Hi guys, i am looking to restock my my tank, can anyone recommend a good mail order service?


----------



## PM (17 Aug 2010)

Most shrimp species are available from forum members here, what are you after?


----------



## foxfish (17 Aug 2010)

Not sure really?
I bought 5 x tiger shrimps about 6 years ago, they multiplied to over 100 but there numbers have dwindled recently to about 20.
I think this is down to food supply as my tank is now virtually devoid of the algae!
The issue is the remaining shrimps have no colours or stripes - so I thought something with some colour would be nice.
I need to do a bit of reading first though as I would like to pay a little more attention towards the creature feeding!
I live in Guernsey but the post normally only takes one day from the South of England & two from the North.


----------



## PM (17 Aug 2010)

Well if you want to rejuvenate your tigers, you might want to introduce some new tigers in there (six years of inbreeding can't do much for the species).

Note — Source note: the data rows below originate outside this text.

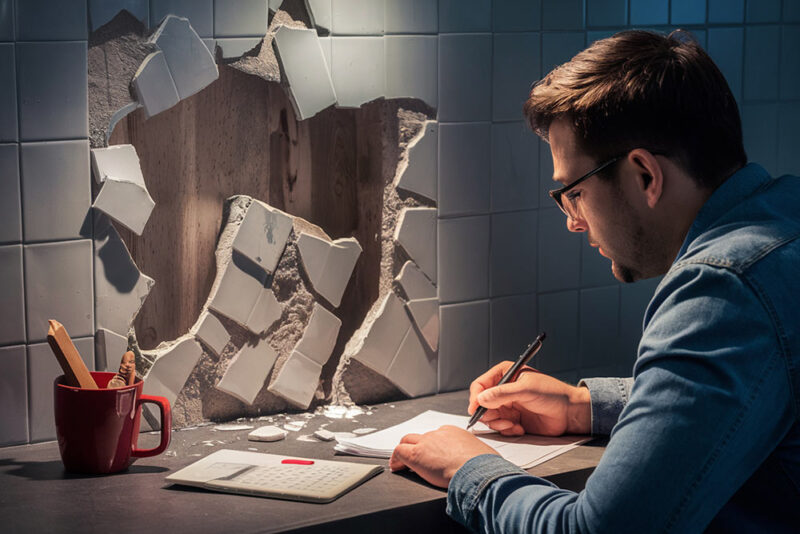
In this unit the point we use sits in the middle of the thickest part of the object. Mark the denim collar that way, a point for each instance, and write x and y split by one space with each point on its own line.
733 191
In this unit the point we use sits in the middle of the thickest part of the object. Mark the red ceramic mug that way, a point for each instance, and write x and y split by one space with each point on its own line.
98 429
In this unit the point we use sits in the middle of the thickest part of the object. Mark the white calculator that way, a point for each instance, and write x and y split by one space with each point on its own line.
275 476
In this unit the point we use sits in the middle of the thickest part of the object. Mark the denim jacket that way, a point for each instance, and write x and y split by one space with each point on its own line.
706 435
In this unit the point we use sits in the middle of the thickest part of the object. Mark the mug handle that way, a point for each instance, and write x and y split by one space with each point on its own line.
166 425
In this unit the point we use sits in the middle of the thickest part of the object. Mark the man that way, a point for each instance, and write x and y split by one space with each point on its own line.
648 156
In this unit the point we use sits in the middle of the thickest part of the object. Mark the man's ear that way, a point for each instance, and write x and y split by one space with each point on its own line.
650 175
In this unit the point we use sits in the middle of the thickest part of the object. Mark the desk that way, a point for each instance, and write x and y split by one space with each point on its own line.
36 495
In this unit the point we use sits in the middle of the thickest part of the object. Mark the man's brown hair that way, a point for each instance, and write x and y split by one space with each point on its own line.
649 90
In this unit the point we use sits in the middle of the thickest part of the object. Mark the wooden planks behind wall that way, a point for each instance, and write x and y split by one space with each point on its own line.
240 136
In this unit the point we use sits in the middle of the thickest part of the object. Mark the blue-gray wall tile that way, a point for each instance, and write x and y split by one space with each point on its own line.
56 190
465 77
513 253
464 344
12 296
516 66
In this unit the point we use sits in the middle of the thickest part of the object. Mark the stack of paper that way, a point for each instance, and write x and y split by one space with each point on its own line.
524 451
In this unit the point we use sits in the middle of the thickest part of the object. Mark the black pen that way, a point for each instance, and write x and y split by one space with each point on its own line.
532 349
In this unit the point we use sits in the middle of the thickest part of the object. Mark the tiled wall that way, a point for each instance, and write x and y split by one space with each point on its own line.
507 266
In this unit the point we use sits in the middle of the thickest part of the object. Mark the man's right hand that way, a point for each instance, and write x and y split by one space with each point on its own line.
534 404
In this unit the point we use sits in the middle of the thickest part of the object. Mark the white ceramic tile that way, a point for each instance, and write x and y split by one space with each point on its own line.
58 285
12 296
199 12
240 18
10 199
43 369
459 16
559 252
190 63
464 168
725 46
463 259
606 13
562 14
412 370
212 333
416 233
516 66
358 69
411 16
515 165
516 15
790 66
8 93
514 327
56 190
297 380
558 318
109 347
381 342
52 79
7 20
13 396
328 264
421 171
425 313
320 335
306 69
357 17
411 67
599 330
171 370
119 288
725 11
51 20
247 371
595 269
128 203
234 47
102 11
415 284
320 11
262 235
465 77
464 345
513 253
761 62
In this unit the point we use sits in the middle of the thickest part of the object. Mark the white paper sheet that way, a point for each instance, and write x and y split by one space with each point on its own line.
524 451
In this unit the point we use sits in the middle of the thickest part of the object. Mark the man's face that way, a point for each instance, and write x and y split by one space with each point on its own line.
610 221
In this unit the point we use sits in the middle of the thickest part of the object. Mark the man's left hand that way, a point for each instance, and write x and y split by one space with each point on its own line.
437 455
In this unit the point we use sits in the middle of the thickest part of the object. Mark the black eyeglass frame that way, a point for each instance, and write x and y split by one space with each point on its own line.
556 194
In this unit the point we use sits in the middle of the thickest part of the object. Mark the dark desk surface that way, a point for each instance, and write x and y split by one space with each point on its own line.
36 495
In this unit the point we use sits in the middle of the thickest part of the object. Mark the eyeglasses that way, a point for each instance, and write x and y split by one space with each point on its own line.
570 208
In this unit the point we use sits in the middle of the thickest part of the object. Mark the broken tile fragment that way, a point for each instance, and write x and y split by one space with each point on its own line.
171 369
320 335
247 371
310 84
414 282
190 63
119 288
416 233
108 350
419 175
328 264
155 90
242 297
425 313
212 333
262 235
128 203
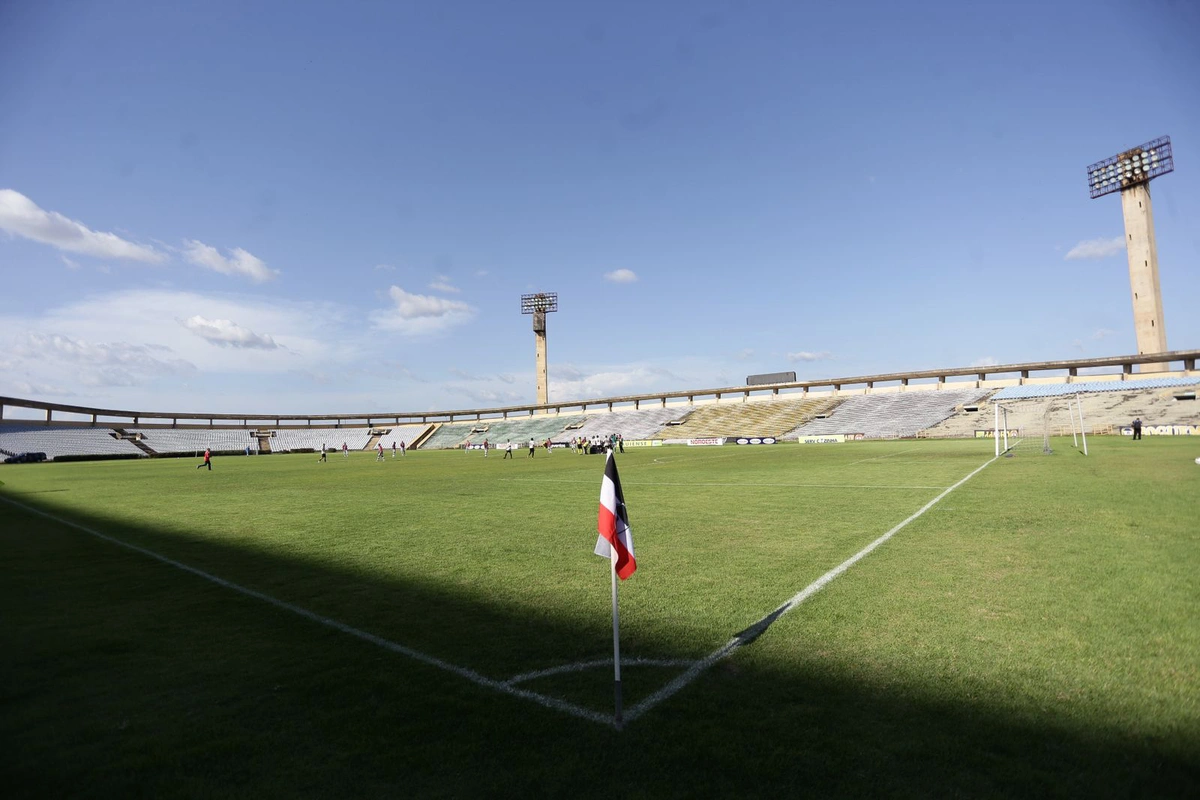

And then you could get something to coexist with them? Like Cherries, Yellows, Snowballs etc.

That's what I'd do.

First post here for what you want, and if not then search for Rare Aquatics on ebay.

Hope this helps!


----------



## mr. luke (18 Aug 2010)

Have a look at 1a wirbellose and interaquaristik (or something like that)


----------



## a1Matt (18 Aug 2010)

Searching google for 'garnelen shop' will bring up lots of German shops selling shrimp.
Most will post to the UK. Delivery time can be as short as 48hr, so is quite feasible.
Their prices and choices are far better than that of the UK....


----------